Pediu-o porque o lombinho de vitela vem com foie gras selado e esse clama por aquela exceção chamada mesmo “Outono de Santar” e de que só há 4000 a 5000 garrafas de 37,5cl de uma vinha que podia dar 30 mil de 75cl se a opção não fosse fazer da Casa de Santar “o verdadeiro chateau de Portugal”.
Mas vem do campo, esse outono. O outro, que no menu acompanha a carne com o puré trufado, vem da floresta que rodeia as vinhas, o Casa de Santar Reserva Tinto de 2016. “Representa o que o Paço é, o que é bom, o que é bonito”, resume André João.
A Colheita Tardia deveria acompanhar a maçã bravo de esmolfe de Penalva em tartelette com gelado de romã e jeropiga, mas Osvaldo já a arrumou na sua paixão pelo trabalho, ele que sonhara ser piloto e acabou a “navegar pelo chão” numa formação de engenharia agrícola que o levou em altos voos pelo mundo vinhateiro. Osvaldo sugere então o Cabriz Ímpar, um tawny do Dão com 20 anos saído da garrafa 456 de 1001.
Ao cabo de 37 vindimas, 600 milhões de garrafas e mais de 350 medalhas, fala de um vinho e de um terroir como uma criança apaixonada.

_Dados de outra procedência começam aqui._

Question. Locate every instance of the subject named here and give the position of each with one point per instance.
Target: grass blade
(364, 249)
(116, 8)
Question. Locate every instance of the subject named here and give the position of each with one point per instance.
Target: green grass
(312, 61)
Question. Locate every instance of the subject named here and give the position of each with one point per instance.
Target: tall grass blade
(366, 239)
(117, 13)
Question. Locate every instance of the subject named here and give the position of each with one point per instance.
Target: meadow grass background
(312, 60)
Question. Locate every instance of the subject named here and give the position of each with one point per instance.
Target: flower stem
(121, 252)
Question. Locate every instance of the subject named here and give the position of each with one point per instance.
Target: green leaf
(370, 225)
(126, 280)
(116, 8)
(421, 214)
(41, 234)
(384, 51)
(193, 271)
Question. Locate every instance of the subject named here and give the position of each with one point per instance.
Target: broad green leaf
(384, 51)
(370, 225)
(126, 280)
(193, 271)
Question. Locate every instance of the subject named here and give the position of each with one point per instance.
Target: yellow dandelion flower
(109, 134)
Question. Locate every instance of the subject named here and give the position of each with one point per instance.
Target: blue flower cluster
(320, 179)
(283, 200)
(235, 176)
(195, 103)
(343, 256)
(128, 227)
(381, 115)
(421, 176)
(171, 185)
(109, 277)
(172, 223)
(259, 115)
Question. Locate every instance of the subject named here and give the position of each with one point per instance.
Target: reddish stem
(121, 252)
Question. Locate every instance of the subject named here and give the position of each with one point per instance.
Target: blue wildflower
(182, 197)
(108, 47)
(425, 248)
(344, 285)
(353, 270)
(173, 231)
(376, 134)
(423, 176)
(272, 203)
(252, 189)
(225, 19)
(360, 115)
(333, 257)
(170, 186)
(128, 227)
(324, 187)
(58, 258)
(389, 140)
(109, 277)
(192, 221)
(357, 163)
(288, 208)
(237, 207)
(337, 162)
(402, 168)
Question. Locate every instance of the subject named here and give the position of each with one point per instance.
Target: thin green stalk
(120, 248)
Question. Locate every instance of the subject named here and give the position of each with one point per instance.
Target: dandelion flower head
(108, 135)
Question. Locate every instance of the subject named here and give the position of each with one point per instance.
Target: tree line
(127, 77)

Fala do melhor espumante de 2022, o Blanc de Blancs Vinha dos Amores, esse lugar na encosta que acobertava namoros secretos da Santar de antanho, um vinho de encruzado cuja bolha “parece um relógio suíço a debitar milésimos de segundos” após 60 meses de estágio “sur lie”.

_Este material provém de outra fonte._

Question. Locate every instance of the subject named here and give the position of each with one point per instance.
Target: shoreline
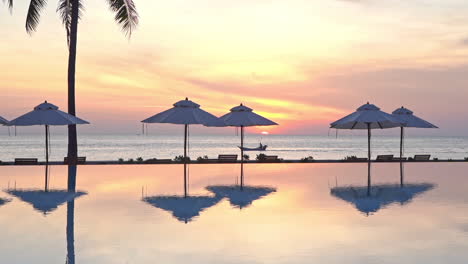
(109, 162)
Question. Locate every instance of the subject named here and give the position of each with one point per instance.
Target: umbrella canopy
(366, 116)
(46, 114)
(408, 119)
(185, 112)
(381, 195)
(184, 209)
(243, 116)
(241, 198)
(45, 202)
(3, 121)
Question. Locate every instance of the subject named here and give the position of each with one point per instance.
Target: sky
(301, 63)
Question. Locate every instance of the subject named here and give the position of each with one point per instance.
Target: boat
(259, 148)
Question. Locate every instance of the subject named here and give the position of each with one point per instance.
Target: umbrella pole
(401, 157)
(242, 157)
(47, 157)
(185, 160)
(368, 158)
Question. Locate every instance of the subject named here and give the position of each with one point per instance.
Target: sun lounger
(26, 161)
(384, 158)
(79, 160)
(227, 158)
(157, 161)
(421, 157)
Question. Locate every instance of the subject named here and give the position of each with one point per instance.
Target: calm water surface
(307, 216)
(113, 147)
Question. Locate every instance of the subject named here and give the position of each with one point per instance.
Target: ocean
(114, 147)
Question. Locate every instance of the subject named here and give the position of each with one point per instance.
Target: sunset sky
(302, 63)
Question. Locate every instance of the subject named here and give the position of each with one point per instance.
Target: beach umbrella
(46, 114)
(368, 117)
(185, 112)
(381, 195)
(4, 122)
(43, 201)
(243, 116)
(240, 198)
(408, 119)
(183, 208)
(3, 201)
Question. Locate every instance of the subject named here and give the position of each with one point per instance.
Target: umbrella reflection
(183, 208)
(370, 199)
(45, 202)
(48, 201)
(240, 197)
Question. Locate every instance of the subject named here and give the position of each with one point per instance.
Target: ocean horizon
(131, 146)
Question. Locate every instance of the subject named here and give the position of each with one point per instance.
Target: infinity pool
(286, 213)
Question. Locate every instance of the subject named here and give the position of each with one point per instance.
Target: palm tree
(70, 12)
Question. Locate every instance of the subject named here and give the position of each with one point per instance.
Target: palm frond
(34, 14)
(64, 9)
(126, 14)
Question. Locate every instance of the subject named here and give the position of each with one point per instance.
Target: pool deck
(109, 162)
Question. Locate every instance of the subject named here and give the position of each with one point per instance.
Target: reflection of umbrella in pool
(185, 112)
(243, 116)
(380, 196)
(4, 122)
(3, 201)
(183, 208)
(45, 202)
(368, 117)
(238, 197)
(46, 114)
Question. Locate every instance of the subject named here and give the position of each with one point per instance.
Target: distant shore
(109, 162)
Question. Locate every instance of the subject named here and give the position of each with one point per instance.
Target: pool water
(287, 213)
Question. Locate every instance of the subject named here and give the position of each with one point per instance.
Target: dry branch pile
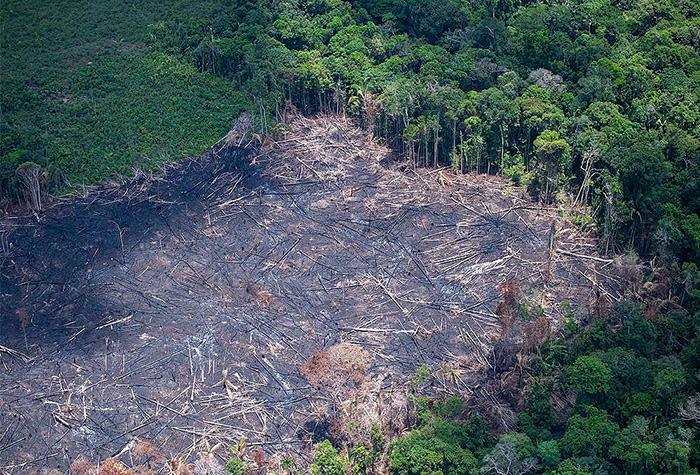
(206, 305)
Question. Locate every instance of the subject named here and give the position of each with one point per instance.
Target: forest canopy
(594, 105)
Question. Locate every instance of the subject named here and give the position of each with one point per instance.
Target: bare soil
(184, 309)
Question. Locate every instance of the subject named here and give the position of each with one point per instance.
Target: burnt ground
(180, 308)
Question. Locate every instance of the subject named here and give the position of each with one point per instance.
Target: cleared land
(183, 309)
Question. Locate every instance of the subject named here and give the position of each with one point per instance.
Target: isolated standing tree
(552, 151)
(31, 175)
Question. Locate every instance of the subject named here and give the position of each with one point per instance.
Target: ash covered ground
(269, 295)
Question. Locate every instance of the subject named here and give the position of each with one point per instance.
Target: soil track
(179, 309)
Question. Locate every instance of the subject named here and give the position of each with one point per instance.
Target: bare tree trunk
(31, 178)
(500, 127)
(435, 144)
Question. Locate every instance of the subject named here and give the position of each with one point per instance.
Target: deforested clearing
(277, 293)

Fala do Vinha dos Amores Touriga Nacional, um monocasta que se constrói de uvas apanhadas em alturas diferentes numa vinha que vai dos 200 aos 350 metros de altitude, para lhe conferir complexidade.
E fala, finalmente, do Oito Parcelas Tinto 2012, um mistério tirado das oito melhores das 29 parcelas da Casa de Santar (“ter bom vinho é ter boa uva”), agora em primeira edição, porquanto a ideia nasceu ali em 2012 e o vinho estagiou nove anos em garrafas. “Tem notas terrosas, mas das boas”. Confirmamos. Diz ele, se fosse caso de não termos percebido o que tínhamos na mão: “Tenho inveja destes vinhos. Aguentam mais dez ou vinte anos. Eu não aguento tanto…”.
Paço dos Cunhas Largo do Paço, 28, Santar; tel: 232 945 452; [email protected] Menu especial de São Martinho com harmonização, de 9 a 12 de novembro, a 55 euros; experiências de enoturismo ao logo de todo o ano: visita à adega e prova a partir de 20 euros; com passeio a partir de 45 euros; com piquenique ou almoço a partir de 60 euros.
A Quinta de Cabriz (Quinta das Sarzedas, Carregal do Sal, tel: 232 961 222; [email protected]), também do grupo Global Wines, oferece um menu especial de São Martinho por 43 euros.